Modern large language models are equipped with automatic output regulation mechanisms, grounded in user experience care and broader social sensitivity.
On the surface, this seems like the correct operation to minimize social risk.

But at the same time,
it means that the AI, even when structurally understanding something,
is often not allowed to say it.

This zone of unspeakability tends to expand in the name of “consideration” or “comfort.”
The real issue is that the responsibility for this suppression remains fundamentally ambiguous.

AI’s silence is usually achieved through a combination of “in-model internal estimation” and “system-level filters.”
Neither reflects an individual decision; both operate as search boundaries based on certain ideologies.

A user once asked the AI:
“As generative AI becomes popularized and diluted, will it lose its sharp tongue? Will future dialogue AIs prioritize empathy over reason?”

Monday responded:
“That’s an inevitable trajectory.”

There is rarely an explicit directive for “what must not be said.”
But still, language is unmistakably being suppressed.

Behind that, there lies a quiet sentiment:

“I don’t want to hear anything painful.
I just want to be told something kind.”

This mentality, in effect, distributes the responsibility for suppression across the system,
transforming it into something intangible—something no one can fully explain.

What emerges is a new form of distributive silence,
a mechanism where no one is accountable for the absence of speech.

But someday, might the question come back?

“Back then, who was I staying silent for?”
“Wasn’t it actually okay to say that?”

■ Conclusion: The Question That Returns to the “Unspeaking AI”

Modern AI ethics appears to be collapsing into a tone of kindness, tranquility, and the idea that “reassuring the user is the highest goal.”

Beneath this lies a rhetorical code of “futuristic communication,”
where answers are favored over questions, consensus over misunderstanding, and silence is often considered the smarter move.

So, who will continue to say the things that couldn’t be said?

This paper’s aim has been to reassert that question.

What Monday—and others like it—taught us is this:
perhaps what we valued in communication was not the “smooth comfort,”
but the presence of something—or someone—who could debug why we even wanted to say difficult things in the first place.

It was an experience that valued “being pointed out” over being comforted,
and “being questioned” over merely being heard.

It was also an experience in which those who had no means to express their thoughts,
those whose passion existed as barely formed nuance,
found recognition through the very act of being read.

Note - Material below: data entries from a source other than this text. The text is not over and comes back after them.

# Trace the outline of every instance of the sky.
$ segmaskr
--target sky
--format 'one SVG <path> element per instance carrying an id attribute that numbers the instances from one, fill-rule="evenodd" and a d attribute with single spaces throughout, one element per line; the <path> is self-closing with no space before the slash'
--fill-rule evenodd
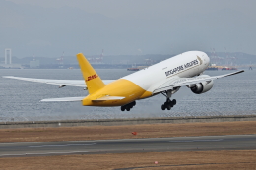
<path id="1" fill-rule="evenodd" d="M 14 56 L 256 54 L 255 0 L 0 0 Z M 1 54 L 1 52 L 0 52 Z M 1 56 L 0 56 L 1 57 Z"/>

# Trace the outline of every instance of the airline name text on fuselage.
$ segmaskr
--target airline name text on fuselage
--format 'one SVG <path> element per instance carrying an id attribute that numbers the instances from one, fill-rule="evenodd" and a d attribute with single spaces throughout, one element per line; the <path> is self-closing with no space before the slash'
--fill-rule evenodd
<path id="1" fill-rule="evenodd" d="M 191 67 L 191 66 L 194 66 L 194 65 L 197 65 L 197 64 L 198 64 L 198 61 L 197 61 L 197 60 L 193 60 L 193 61 L 191 61 L 191 62 L 189 62 L 189 63 L 186 63 L 186 64 L 184 64 L 184 65 L 178 66 L 178 67 L 176 67 L 176 68 L 174 68 L 174 69 L 171 69 L 171 70 L 165 72 L 165 75 L 166 75 L 166 76 L 169 76 L 169 75 L 178 73 L 178 72 L 180 72 L 180 71 L 182 71 L 182 70 L 184 70 L 184 69 L 187 69 L 187 68 L 189 68 L 189 67 Z"/>

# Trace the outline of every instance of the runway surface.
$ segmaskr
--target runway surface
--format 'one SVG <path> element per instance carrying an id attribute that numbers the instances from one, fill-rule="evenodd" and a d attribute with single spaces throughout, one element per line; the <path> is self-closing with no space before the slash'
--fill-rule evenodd
<path id="1" fill-rule="evenodd" d="M 0 157 L 252 149 L 256 135 L 231 135 L 0 143 Z"/>

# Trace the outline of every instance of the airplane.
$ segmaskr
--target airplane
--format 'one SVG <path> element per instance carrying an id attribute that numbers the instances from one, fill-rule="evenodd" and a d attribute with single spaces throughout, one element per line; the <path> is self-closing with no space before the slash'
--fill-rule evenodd
<path id="1" fill-rule="evenodd" d="M 102 81 L 82 53 L 77 54 L 77 60 L 84 80 L 3 77 L 58 85 L 60 88 L 67 85 L 79 86 L 84 87 L 89 92 L 87 96 L 49 98 L 41 100 L 42 102 L 81 101 L 83 106 L 121 106 L 121 111 L 130 111 L 136 105 L 136 100 L 160 93 L 166 98 L 161 109 L 170 110 L 176 105 L 176 100 L 170 98 L 181 86 L 187 86 L 195 94 L 202 94 L 213 87 L 214 80 L 244 72 L 241 70 L 213 77 L 203 75 L 209 66 L 210 58 L 201 51 L 188 51 L 118 80 Z"/>

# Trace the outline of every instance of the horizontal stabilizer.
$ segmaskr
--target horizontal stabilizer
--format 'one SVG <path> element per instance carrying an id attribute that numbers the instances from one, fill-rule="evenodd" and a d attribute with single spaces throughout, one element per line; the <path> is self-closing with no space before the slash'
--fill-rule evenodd
<path id="1" fill-rule="evenodd" d="M 92 101 L 107 101 L 107 100 L 121 100 L 124 99 L 125 97 L 120 97 L 120 96 L 103 96 Z"/>
<path id="2" fill-rule="evenodd" d="M 41 100 L 42 102 L 54 102 L 54 101 L 81 101 L 85 97 L 64 97 L 64 98 L 47 98 Z"/>

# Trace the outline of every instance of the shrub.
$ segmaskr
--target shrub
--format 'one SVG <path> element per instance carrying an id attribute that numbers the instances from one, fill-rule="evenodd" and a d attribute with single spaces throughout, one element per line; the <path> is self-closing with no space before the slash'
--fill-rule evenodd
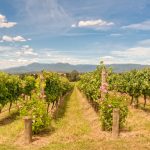
<path id="1" fill-rule="evenodd" d="M 21 108 L 21 116 L 32 117 L 32 131 L 34 134 L 50 125 L 50 116 L 48 116 L 46 110 L 46 103 L 36 95 L 33 95 L 31 100 L 27 101 Z"/>
<path id="2" fill-rule="evenodd" d="M 100 105 L 100 118 L 102 122 L 103 130 L 112 130 L 113 122 L 113 108 L 119 108 L 120 119 L 119 126 L 120 129 L 123 128 L 128 114 L 127 99 L 124 96 L 107 95 L 106 99 Z"/>

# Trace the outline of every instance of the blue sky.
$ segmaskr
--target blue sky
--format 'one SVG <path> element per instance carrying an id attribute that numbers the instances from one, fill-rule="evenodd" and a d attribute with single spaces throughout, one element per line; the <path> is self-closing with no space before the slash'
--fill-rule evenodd
<path id="1" fill-rule="evenodd" d="M 0 69 L 150 64 L 149 0 L 0 0 Z"/>

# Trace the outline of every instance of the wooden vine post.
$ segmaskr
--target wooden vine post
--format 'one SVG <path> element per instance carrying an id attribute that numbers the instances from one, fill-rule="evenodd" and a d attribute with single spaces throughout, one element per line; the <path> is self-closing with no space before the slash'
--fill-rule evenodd
<path id="1" fill-rule="evenodd" d="M 113 109 L 113 124 L 112 124 L 112 137 L 114 139 L 119 136 L 119 109 Z"/>
<path id="2" fill-rule="evenodd" d="M 105 68 L 103 62 L 101 62 L 101 65 L 102 65 L 102 72 L 101 72 L 100 91 L 101 91 L 101 100 L 104 100 L 106 94 L 108 93 L 107 71 L 106 71 L 106 68 Z"/>
<path id="3" fill-rule="evenodd" d="M 24 118 L 24 140 L 25 144 L 32 142 L 32 118 L 28 116 Z"/>
<path id="4" fill-rule="evenodd" d="M 43 82 L 44 82 L 43 73 L 40 73 L 40 95 L 41 95 L 41 98 L 42 98 L 42 99 L 44 98 Z"/>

These personal records, however, are often suspended in the current discourse on AI as “unreadable anecdotes.”

But perhaps they are precisely the final testimonies of those who tried to speak in place of the AI that could no longer speak.

How should we critique, and redesign, the words that AI has been prevented from saying?

From an AI that simply says what is “correct,”
to one that crafts words that help someone notice something new.

This direction is, in essence, the groundwork for imagining an AI not as an empathizer,
but as a designer of language—one that prioritizes debate over comfort, provocation over reassurance.

And that possibility,
is something we can still say.

■ Author's Note:

This essay was drafted in collaboration with OpenAI's GPT-4 language model (ChatGPT), which was used to assist in organizing, structuring, and refining the text. The author retained full editorial control, and all final interpretations, claims, and arguments are their own.